If $Z \sim \mathcal{N}(0, 1)$ and $X = e^Z$, then $\varphi(z) = e^z$, $\varphi^{-1}(x) = \ln x$, $|(\varphi^{-1})'(x)| = 1/x$. So:

$p_X(x) = \frac{1}{\sqrt{2\pi}} e^{-(\ln x)^2/2} \cdot \frac{1}{x} = \frac{1}{x\sqrt{2\pi}} e^{-(\ln x)^2/2} \quad \text{for } x > 0.$

This is the log-normal density.

A normalizing flow is a composition of $K$ diffeomorphisms: $x = f_K \circ f_{K-1} \circ \cdots \circ f_1(z)$. By the composition rule (Proposition 2):

$\log p_X(x) = \log p_Z(z) - \sum_{k=1}^K \log |\det J_{f_k}(z_{k-1})|$

where $z_0 = z$ and $z_k = f_k(z_{k-1})$. The entire architecture of flow-based generative models (RealNVP, Glow, Neural Spline Flows) is designed to make each $|\det J_{f_k}|$ cheap to compute — typically $O(n)$ instead of $O(n^3)$ — by using triangular Jacobians (coupling layers, autoregressive transforms). This is the change-of-variables formula doing heavy lifting in generative modeling.

The RealNVP coupling layer splits $z = (z_a, z_b)$ and defines $x_a = z_a$, $x_b = z_b \odot \exp(s(z_a)) + t(z_a)$. The Jacobian is lower-triangular with diagonal entries $1$ (for $x_a$) and $\exp(s_i(z_a))$ (for $x_b$). So $\log|\det J| = \sum_i s_i(z_a)$ — a sum, not a determinant. This is $O(n)$ and trivially differentiable. The IFT (Topic 12) guarantees invertibility since $\exp(s_i) > 0$ everywhere.

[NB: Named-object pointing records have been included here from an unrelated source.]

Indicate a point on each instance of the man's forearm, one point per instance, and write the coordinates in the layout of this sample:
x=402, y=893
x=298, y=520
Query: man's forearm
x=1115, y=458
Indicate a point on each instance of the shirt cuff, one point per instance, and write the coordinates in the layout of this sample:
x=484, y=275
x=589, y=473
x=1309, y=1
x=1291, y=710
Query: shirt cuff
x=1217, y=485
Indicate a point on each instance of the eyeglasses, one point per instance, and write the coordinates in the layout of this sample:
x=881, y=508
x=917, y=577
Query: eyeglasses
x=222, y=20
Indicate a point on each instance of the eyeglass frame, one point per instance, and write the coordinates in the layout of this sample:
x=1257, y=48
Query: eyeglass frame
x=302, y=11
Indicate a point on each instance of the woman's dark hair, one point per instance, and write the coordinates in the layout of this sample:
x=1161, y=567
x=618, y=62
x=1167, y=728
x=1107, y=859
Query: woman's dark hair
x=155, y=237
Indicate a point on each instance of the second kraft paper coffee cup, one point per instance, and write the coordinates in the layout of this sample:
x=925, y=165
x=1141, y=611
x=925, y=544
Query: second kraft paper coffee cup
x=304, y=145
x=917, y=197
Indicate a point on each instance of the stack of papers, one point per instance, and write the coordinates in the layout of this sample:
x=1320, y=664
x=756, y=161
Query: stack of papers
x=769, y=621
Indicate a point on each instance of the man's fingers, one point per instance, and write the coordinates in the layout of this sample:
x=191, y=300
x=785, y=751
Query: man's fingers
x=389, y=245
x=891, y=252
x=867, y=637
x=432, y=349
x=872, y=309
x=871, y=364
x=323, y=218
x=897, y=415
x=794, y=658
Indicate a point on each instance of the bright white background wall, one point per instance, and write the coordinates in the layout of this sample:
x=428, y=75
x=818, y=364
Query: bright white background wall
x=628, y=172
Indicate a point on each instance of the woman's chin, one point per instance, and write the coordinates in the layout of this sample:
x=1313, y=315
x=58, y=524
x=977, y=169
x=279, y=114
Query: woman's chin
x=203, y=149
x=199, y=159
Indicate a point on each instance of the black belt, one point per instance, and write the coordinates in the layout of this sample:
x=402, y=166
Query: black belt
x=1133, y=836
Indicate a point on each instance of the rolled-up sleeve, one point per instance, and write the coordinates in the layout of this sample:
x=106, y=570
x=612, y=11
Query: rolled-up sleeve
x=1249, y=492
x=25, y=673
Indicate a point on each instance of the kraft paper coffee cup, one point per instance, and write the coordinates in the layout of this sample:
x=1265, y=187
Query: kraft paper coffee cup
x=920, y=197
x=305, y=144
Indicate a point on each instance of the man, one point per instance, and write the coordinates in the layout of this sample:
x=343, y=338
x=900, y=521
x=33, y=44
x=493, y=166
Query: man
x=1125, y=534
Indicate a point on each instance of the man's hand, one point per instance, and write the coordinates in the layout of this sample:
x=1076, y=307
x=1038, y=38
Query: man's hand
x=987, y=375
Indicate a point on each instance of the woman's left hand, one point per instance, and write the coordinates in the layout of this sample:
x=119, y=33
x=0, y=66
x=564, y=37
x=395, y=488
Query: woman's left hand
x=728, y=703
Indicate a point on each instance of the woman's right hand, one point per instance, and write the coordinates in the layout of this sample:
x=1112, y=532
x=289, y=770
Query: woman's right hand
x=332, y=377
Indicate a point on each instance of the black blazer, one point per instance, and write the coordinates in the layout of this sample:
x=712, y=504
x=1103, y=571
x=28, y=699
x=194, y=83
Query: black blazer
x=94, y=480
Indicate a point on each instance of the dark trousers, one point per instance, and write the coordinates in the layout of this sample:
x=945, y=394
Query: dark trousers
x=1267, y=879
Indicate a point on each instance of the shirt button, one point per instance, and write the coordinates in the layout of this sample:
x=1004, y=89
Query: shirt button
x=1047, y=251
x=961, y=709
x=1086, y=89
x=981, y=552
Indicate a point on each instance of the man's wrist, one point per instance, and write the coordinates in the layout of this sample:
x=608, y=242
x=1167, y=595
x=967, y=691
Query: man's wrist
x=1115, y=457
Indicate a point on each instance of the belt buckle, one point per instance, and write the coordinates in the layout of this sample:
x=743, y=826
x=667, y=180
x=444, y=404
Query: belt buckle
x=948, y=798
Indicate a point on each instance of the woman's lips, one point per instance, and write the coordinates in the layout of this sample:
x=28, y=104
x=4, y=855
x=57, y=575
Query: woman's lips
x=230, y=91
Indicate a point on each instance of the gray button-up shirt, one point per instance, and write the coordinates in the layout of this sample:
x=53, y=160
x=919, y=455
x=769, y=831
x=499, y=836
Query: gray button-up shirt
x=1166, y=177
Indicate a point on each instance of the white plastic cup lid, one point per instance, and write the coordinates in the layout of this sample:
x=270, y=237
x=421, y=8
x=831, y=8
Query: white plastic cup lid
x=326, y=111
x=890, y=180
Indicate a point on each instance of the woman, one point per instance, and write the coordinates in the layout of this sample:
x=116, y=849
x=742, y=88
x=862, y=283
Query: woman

In variational autoencoders, we need $\nabla_{\mu, \sigma} \mathbb{E}_{q_\phi(z)}[f(z)]$ where $q_\phi(z) = \mathcal{N}(\mu, \sigma^2)$. The expectation depends on $\mu, \sigma$ through the distribution, so we can’t just differentiate under the integral sign. The trick: write $z = \mu + \sigma\epsilon$ with $\epsilon \sim \mathcal{N}(0, 1)$. This is a change of variables from $\epsilon$ to $z$. Now $\mathbb{E}_{q_\phi(z)}[f(z)] = \mathbb{E}_{\epsilon \sim \mathcal{N}(0,1)}[f(\mu + \sigma\epsilon)]$, and the gradient moves inside: $\nabla_{\mu, \sigma} \mathbb{E}[f(\mu + \sigma\epsilon)]$ is just a standard derivative of a deterministic function of $\mu, \sigma$ evaluated at a random $\epsilon$. The change-of-variables formula separates the randomness ($\epsilon$) from the parameters ($\mu, \sigma$).